Tina Kimbrell

A Rattle from Somewhere

It wasn’t cinematic. There was no death rattle, no last sigh before the head slumped to the side,

no gentle lowering of the eyelids with a swoop of palm across the face. The tube was removed,

and we watched her slowly suffocate, her body already deflated, her lungs already done, voice

gone, skin dry. The body’s a drought as it prepares to die, a sandpit. The doctor said it could take

anywhere from a few minutes to a few hours. So we waited and watched. Just last week she was

eating Lemon Heads from a box, sitting up on her couch, the candies clinking as she tipped the

box and rolled the sugary orbs into her hand, into her mouth. She was still in proportion then,

still made mostly of water. Lying down in the hospital bed, it seemed like her head was too big

for her body, a boulder atop twigs with an animatronic mouth. It kept trying to grasp for air or

open wide for a meal from a spoon, like the most inappropriate puppet show I’d ever seen, like

Pacman or like a Hungry Hungry Hippo. It was slapstick, almost, and it felt wrong to feel that in

that place. I breathed and watched her not breathe anymore. When she was gone, when her head

stopped opening the mouth for nothing, I felt a knot in my gut, then in my chest and in my throat

until finally I coughed up a single marble. Then another. And another. In my palm there’s the

little rattle of smooth glass glistening with spit.

 

Lightning Bugs

The lightning bugs are out. First I’ve noticed them this year. At the curve of highway ahead they

flicker and fizzle out, float up and fade above the ditch. Tiny beacons, beckoning: This way. This

is the way we’re going. Tonight, you are in the hospital with a tube in your throat. I am driving

your car to your house. It was once my home, too. Back then, we’d spend the summer dusks in

the yard and wait for the bugs to jut up from the grass and down from the trees with their

bioluminescent beats. While it was still light enough to see their bodies between the blinks, I

caught them, cupped them in my hands. Little lanterns green and glowing, pulsing. When I

started putting lightning bugs in jars, it took time to get the holes in the lid right. Sometimes they

were all dead by morning. Sometimes still a subtle thud of wings against glass, lightless in the

sun. Back then, I didn’t understand that the wonder was in the expanse, the backdrop of distance.

At the hospital your body is a metronome of air. An up, down, whoosh, hiss.

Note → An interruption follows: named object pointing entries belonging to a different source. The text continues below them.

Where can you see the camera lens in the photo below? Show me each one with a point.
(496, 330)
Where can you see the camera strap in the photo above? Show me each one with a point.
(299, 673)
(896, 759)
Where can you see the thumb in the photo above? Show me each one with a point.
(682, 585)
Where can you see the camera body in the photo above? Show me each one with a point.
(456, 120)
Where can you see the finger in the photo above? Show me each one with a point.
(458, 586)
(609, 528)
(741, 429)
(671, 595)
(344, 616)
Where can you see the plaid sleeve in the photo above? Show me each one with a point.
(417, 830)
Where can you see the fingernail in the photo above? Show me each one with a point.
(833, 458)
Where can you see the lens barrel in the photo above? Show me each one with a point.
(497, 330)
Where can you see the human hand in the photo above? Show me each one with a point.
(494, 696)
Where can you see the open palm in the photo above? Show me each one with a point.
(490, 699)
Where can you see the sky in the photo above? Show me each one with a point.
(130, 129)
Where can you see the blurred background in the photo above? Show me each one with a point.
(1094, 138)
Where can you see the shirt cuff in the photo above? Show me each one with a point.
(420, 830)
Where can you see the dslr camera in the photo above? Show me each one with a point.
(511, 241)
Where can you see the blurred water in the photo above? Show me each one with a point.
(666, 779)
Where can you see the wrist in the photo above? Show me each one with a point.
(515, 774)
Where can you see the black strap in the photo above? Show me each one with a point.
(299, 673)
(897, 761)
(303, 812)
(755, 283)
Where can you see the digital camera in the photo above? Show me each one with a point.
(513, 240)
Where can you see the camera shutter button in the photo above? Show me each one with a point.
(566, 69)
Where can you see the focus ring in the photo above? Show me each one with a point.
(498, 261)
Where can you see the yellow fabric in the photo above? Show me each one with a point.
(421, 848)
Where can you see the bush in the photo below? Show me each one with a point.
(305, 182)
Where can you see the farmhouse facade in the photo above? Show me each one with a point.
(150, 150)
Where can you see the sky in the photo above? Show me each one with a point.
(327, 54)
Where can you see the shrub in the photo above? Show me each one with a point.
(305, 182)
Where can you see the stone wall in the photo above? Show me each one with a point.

Irregular in its

regulation. I know that you will never feel the humid sunset, see the peripheral spectacle of

glowing abdomens again. I know where this is going. I know how time works. I know that if I

filled a jar with anything at all it wouldn’t keep. In your car, in the driveway, I turn the ignition

and feel the silence of the engine, check the rearview mirror for what’s left of the horizon.


Tina Kimbrell is from rural Missouri and now lives in eastern Iowa where she works from home in the educational technology industry. She received an MFA from the University of Washington. Her work has appeared in X-R-A-Y, The Citron Review, and The Good Life Review. She loves visiting roadside attractions and hanging out with her dog, Frank.